El abuso, tal vez, de esta confianza, de esta intimidad, solía empañar el brillo de tan hermoso cuadro, y llegó en ocasiones a ser causa de discordias entre las familias, de intrigas palaciegas, y de cálculos reprobados de un mísero interés. Pero ¿de qué no abusa la humana flaqueza? y en cambio de estos desdichados episodios, ¿no pudieran oponerse tantas reconciliaciones familiares, tantos pleitos cortados, tantas relaciones nacidas o dirigidas por la influencia monacal?

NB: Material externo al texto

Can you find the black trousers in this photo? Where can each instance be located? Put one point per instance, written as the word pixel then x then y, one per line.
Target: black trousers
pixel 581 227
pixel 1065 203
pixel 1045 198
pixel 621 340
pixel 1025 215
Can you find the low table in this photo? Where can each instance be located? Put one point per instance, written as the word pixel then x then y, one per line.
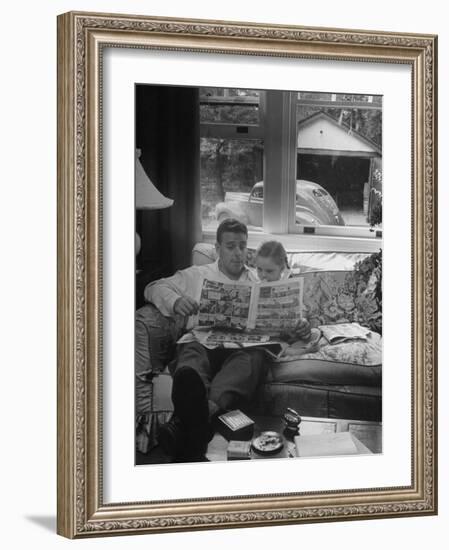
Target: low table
pixel 367 436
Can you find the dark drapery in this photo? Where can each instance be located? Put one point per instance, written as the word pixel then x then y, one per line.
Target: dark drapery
pixel 167 132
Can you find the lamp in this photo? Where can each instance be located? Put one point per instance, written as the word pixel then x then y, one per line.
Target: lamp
pixel 147 196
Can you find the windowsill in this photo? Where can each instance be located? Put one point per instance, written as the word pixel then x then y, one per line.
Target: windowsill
pixel 310 243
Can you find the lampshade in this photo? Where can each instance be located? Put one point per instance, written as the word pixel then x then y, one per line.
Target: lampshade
pixel 147 196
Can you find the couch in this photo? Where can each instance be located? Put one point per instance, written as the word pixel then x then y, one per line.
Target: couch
pixel 336 381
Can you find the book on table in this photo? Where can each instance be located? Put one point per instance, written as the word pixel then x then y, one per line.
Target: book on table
pixel 326 444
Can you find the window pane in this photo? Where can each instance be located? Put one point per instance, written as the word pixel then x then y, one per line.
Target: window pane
pixel 339 160
pixel 230 168
pixel 229 105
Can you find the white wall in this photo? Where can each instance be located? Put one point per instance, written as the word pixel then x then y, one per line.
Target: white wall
pixel 28 272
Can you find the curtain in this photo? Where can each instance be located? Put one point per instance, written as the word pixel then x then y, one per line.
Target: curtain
pixel 167 132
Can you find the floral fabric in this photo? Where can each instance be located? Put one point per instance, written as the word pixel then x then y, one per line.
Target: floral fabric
pixel 339 297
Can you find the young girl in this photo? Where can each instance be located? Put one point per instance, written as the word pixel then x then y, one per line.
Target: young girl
pixel 271 262
pixel 272 265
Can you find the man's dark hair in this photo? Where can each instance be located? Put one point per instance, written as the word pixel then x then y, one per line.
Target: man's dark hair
pixel 230 225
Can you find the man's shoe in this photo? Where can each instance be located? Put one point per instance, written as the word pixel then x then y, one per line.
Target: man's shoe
pixel 189 398
pixel 172 437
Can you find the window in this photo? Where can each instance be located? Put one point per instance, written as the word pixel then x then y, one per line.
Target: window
pixel 292 162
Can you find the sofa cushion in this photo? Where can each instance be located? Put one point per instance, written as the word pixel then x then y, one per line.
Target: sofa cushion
pixel 299 262
pixel 356 362
pixel 331 297
pixel 326 401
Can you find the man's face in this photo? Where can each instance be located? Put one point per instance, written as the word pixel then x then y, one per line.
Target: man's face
pixel 232 253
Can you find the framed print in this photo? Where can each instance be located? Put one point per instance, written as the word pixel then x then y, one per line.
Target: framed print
pixel 246 274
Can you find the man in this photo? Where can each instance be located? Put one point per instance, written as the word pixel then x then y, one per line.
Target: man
pixel 206 382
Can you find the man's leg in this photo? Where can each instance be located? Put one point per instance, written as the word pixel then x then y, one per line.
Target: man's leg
pixel 236 383
pixel 188 432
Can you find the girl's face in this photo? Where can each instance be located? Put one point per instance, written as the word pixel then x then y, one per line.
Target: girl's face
pixel 267 269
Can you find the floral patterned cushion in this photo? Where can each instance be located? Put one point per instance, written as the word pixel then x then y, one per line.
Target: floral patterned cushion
pixel 338 297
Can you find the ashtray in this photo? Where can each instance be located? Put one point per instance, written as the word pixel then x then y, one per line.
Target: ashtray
pixel 268 443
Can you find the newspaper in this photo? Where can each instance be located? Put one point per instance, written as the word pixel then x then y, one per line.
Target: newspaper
pixel 252 309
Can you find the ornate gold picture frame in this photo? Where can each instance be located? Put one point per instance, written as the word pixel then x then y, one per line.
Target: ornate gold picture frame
pixel 83 510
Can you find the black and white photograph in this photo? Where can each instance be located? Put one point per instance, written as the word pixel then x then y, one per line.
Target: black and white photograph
pixel 258 274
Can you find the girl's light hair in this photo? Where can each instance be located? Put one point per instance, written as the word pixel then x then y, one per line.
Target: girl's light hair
pixel 274 250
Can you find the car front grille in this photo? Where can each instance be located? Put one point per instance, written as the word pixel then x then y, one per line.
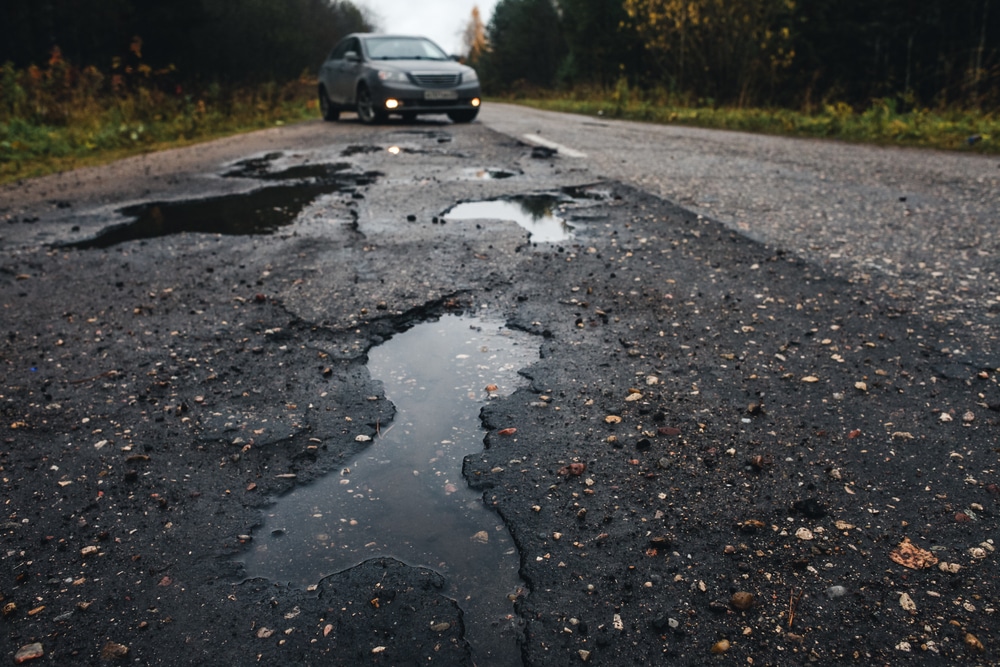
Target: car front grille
pixel 436 80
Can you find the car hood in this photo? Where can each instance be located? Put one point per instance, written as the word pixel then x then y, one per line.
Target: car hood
pixel 438 66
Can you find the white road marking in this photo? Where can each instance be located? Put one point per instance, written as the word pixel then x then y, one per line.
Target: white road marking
pixel 563 150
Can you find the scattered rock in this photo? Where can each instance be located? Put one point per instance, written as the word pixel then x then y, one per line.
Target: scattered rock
pixel 114 651
pixel 29 652
pixel 720 647
pixel 834 592
pixel 973 642
pixel 909 555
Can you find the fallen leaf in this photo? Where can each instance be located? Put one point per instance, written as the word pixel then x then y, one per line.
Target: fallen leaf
pixel 909 555
pixel 573 470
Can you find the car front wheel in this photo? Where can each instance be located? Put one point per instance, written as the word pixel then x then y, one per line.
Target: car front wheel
pixel 463 116
pixel 367 112
pixel 326 107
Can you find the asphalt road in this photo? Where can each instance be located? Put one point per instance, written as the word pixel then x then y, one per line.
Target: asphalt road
pixel 761 426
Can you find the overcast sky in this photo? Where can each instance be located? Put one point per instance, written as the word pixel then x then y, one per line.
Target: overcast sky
pixel 443 21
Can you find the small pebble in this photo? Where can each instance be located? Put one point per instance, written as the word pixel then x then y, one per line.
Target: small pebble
pixel 835 592
pixel 721 646
pixel 742 600
pixel 29 652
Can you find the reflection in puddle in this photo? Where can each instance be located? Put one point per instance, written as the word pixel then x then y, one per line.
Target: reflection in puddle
pixel 405 496
pixel 493 174
pixel 532 213
pixel 261 211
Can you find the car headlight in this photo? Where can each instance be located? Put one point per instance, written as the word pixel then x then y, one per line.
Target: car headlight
pixel 392 75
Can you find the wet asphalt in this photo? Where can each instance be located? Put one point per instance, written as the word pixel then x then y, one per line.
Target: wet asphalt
pixel 762 427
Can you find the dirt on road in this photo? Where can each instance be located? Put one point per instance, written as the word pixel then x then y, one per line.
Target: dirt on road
pixel 724 454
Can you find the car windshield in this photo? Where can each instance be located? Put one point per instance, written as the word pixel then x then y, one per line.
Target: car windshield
pixel 403 48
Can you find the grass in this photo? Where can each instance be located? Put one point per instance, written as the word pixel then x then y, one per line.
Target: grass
pixel 882 123
pixel 61 117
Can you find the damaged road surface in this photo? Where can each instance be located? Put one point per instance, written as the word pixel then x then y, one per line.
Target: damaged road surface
pixel 712 448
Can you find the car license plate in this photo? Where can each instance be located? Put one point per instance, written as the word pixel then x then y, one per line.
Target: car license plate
pixel 440 95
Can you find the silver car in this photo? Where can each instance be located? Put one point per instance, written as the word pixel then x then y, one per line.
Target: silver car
pixel 377 75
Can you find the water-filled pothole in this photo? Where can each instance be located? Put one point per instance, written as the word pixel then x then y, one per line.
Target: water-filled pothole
pixel 405 496
pixel 261 211
pixel 534 213
pixel 489 174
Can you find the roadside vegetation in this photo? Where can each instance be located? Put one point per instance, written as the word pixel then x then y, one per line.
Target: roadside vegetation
pixel 79 85
pixel 904 72
pixel 881 123
pixel 62 117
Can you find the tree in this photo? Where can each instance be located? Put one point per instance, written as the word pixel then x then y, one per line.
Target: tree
pixel 526 44
pixel 474 38
pixel 600 42
pixel 729 50
pixel 228 41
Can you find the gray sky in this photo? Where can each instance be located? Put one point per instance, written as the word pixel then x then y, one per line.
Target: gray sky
pixel 443 21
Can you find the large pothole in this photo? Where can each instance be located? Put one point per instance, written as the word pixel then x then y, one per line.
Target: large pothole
pixel 405 496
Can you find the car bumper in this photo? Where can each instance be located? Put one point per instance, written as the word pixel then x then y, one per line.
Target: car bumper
pixel 405 98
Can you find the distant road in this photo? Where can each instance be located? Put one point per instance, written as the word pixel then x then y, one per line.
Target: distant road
pixel 920 225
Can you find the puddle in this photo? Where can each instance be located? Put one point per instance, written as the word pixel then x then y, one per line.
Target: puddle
pixel 405 496
pixel 490 174
pixel 535 213
pixel 261 211
pixel 304 172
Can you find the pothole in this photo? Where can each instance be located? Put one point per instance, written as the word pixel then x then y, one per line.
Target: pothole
pixel 405 496
pixel 535 213
pixel 489 174
pixel 261 211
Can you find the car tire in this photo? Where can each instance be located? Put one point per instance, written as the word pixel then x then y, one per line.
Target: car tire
pixel 367 113
pixel 463 116
pixel 327 108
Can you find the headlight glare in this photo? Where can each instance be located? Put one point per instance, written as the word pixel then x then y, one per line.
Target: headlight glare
pixel 391 75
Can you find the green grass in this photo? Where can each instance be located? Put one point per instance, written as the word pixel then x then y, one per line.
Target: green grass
pixel 61 117
pixel 881 124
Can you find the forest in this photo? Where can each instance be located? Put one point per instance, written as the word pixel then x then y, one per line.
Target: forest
pixel 791 53
pixel 84 81
pixel 199 41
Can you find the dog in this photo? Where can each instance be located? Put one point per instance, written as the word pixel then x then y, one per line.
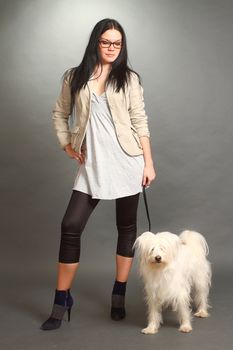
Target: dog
pixel 173 268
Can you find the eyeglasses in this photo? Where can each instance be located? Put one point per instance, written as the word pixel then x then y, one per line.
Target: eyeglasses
pixel 104 43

El religioso, en fin, tiempo es de repetirlo, tiempo es de hacer justicia a una clase benemérita que la marcha del siglo borró de nuestra sociedad, no era, como se ha repetido, un ser egoísta e indolente, entregado a sus goces materiales y a su estúpida inacción. Para uno que se encontraba de este temple había por lo menos otro dedicado al estudio, a la virtud y a la penitencia. No todos pretendían los favores cortesanos; muchísimos, los más, se hallaban contentos en su independiente medianía y prestaban desde el silencio del claustro el apoyo de sus luces a la sociedad. No penetraban todos en el seno de las familias para corromper sus costumbres, sino más generalmente para dirigirlas o moderarlas. -Creer lo demás es dar asenso a los cuentos ridículos del siglo pasado, o a los dramas venenosos del actual. -Si pasaron los frailes, débese a la fatalidad perecedera de todas las cosas humanas, a las nuevas ideas políticas o a los cálculos económicos, más bien que a sus faltas y extravíos.